MDMA, amphetamines and breast-feeding

Should MDMA and amphetamines be avoided during lactation? Is it strictly forbidden or risks are acceptable?

Originally posted in SR 2.0 31/10/2013. Reviewed 20/2/22

The relation between MDMA and lactation is not clear. As far as I know, there are no published studies on this particular issue. Available data on amphetamine show that «In dosages prescribed for medical indications, some evidence indicates that amphetamine might not affect nursing infants adversely.». On the other hand, data from methamphetamine show that meth is secreted to breast milk and it should be avoided.

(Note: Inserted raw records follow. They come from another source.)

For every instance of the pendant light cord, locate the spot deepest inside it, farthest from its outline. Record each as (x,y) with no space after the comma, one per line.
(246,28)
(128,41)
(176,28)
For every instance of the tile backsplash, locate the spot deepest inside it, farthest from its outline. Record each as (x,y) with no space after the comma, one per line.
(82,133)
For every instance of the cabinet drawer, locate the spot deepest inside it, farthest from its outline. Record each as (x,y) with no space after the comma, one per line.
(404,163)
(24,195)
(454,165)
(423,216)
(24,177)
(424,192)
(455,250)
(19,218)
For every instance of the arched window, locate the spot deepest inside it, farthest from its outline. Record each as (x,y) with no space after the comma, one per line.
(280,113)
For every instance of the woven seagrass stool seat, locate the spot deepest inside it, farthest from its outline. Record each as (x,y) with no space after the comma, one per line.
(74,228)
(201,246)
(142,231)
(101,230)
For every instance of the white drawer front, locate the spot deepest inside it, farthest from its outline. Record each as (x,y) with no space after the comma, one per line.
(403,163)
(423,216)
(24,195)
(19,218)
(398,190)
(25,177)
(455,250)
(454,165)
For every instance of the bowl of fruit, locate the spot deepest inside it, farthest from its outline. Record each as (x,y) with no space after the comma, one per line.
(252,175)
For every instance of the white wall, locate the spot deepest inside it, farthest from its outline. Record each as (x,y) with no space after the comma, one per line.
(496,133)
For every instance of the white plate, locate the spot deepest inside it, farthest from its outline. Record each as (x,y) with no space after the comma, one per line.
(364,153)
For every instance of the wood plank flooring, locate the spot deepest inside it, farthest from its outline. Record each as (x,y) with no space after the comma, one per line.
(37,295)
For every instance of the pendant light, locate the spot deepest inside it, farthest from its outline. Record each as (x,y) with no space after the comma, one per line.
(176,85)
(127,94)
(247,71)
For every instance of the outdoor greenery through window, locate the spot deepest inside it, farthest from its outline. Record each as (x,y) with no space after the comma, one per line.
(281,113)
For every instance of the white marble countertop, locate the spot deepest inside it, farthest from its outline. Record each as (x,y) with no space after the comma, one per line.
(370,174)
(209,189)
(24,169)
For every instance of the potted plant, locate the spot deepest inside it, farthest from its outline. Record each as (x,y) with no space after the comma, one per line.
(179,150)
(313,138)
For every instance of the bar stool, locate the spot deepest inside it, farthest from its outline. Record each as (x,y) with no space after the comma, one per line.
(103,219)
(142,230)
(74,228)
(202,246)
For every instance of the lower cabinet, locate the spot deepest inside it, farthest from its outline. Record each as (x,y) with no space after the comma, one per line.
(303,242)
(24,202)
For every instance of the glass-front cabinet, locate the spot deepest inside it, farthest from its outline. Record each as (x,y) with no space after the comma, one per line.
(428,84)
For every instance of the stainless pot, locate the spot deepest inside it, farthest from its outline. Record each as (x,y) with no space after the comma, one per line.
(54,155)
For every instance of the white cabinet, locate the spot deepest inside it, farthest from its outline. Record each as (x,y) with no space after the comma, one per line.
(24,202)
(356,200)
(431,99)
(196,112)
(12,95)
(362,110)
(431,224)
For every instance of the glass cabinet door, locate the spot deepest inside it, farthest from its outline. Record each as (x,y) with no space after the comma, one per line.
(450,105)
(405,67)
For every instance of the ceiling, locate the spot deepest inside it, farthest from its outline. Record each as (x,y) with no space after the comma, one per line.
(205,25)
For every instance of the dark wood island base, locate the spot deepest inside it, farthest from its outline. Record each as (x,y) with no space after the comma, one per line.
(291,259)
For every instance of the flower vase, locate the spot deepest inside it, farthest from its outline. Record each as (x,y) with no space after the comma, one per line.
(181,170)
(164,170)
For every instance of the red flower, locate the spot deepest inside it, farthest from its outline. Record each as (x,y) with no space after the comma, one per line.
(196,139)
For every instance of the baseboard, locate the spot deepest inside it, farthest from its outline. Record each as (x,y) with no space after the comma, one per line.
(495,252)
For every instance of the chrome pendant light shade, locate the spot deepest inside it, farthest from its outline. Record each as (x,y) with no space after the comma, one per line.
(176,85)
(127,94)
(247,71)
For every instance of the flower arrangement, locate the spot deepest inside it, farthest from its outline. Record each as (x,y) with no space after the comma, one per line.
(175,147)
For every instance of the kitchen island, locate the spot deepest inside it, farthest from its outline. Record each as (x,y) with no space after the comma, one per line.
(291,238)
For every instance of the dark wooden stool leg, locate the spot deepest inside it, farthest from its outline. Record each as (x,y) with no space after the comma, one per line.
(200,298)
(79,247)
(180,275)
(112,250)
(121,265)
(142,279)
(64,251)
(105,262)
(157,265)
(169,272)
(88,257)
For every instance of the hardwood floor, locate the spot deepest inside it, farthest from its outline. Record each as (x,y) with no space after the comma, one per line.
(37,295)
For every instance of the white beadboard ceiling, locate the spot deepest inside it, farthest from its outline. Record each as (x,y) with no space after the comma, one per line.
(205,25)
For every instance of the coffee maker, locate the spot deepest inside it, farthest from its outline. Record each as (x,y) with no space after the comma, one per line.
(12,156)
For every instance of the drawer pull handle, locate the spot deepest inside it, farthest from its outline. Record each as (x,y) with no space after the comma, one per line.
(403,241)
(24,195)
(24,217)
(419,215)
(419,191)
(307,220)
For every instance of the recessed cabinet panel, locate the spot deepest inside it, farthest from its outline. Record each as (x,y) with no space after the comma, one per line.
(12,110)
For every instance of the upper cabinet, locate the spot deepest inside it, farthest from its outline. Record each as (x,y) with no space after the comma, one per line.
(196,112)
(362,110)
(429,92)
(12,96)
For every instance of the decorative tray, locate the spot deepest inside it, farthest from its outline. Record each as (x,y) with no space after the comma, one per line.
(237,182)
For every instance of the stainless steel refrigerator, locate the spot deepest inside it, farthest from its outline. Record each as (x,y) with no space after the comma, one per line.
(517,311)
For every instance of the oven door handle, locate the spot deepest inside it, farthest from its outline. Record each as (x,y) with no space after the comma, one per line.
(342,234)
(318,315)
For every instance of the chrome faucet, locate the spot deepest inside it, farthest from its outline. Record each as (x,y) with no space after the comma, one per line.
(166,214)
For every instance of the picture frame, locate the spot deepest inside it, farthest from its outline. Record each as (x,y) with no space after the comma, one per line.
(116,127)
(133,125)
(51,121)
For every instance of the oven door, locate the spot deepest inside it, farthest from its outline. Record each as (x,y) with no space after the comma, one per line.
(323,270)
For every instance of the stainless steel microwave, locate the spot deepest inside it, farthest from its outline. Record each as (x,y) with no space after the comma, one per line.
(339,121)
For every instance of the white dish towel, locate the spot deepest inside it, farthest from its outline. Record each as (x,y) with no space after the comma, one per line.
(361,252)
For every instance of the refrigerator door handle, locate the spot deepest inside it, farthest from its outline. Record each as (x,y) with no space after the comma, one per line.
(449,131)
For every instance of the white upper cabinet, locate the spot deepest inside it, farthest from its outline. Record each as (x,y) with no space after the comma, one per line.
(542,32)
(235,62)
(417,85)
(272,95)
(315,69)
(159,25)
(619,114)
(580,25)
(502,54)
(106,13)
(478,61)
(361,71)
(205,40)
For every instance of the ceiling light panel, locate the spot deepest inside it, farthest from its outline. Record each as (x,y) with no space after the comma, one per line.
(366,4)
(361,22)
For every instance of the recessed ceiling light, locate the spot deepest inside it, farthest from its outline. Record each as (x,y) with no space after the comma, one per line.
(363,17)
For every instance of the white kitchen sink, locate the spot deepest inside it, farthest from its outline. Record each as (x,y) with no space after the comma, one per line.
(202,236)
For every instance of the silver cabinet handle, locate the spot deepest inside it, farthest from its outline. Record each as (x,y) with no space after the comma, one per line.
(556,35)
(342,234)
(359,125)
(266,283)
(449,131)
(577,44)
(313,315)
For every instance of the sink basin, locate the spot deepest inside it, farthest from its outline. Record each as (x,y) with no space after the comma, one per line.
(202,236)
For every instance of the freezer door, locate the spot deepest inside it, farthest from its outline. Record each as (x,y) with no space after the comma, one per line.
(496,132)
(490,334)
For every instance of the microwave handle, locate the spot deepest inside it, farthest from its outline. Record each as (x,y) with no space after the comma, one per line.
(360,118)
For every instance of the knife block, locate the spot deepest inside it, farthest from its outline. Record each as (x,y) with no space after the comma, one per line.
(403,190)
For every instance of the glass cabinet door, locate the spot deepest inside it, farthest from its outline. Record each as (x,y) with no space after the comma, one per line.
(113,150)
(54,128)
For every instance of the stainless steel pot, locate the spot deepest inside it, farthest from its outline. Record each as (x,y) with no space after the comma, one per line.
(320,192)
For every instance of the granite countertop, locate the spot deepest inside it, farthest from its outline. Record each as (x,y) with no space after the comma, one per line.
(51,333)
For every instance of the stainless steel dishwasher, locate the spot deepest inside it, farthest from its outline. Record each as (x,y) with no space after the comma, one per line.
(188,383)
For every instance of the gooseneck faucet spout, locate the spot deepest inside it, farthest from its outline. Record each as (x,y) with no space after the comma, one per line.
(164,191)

http://toxnet.nlm.nih.gov/cgi-bin/sis/search/f?./temp/~LJwPas:1

http://toxnet.nlm.nih.gov/cgi-bin/sis/search/f?./temp/~LJwPas:2

In my opinion, it is basic to avoid use that can be harmful to third persons. A person can asume risks for himself but not for others, even less a baby. So there would be three options:

1) Wait to finish lactation and then use MDMA or amphs

2) Interrupt natural lactation (use artificial milk) and use MDMA or amphs

3) Collect enough milk for 3-4 days (using a breast-pump), keep it in the fridge and use it during the following days to MDMA or amphetamines use.

 

Dextroamphetamine and neurotoxicity

Dextroamphetamine and neurotoxicity

What makes you believe that dextroamphetamine is not neurotoxic at therapeutic dosages?

Originally posted in SR 2.0 25/10/2013. Reviewed 20/2/22

Dosages of dextroamphetamine that produce neurotoxicity are much higher than those used in human therapeutics. In animal experiments dosages are between 20-60 mg/kg injected. That would be 1.2-3.6 gr of injected d-amphetamine for humans. In animals, these dosages produce neurotoxicity but also death caused by hyperthermia of most specimens. And these effects do not appear in humans.

http://www.sciencedirect.com/science/article/pii/S0006899398008464

http://www.nature.com/npp/journal/v30/n11/full/1300771a.html

In science, proofs must be shown in positive. So, there are no data to suppose that d-amphetamine is neurotoxic at therapeutic dosages. Human dosages are 1000 times lower than neurotoxic dosages. There are no data also long time d-amphetamine exposure causes neurotoxic damage, and there is long time, intensive experience with amphetamine in humans for over a century.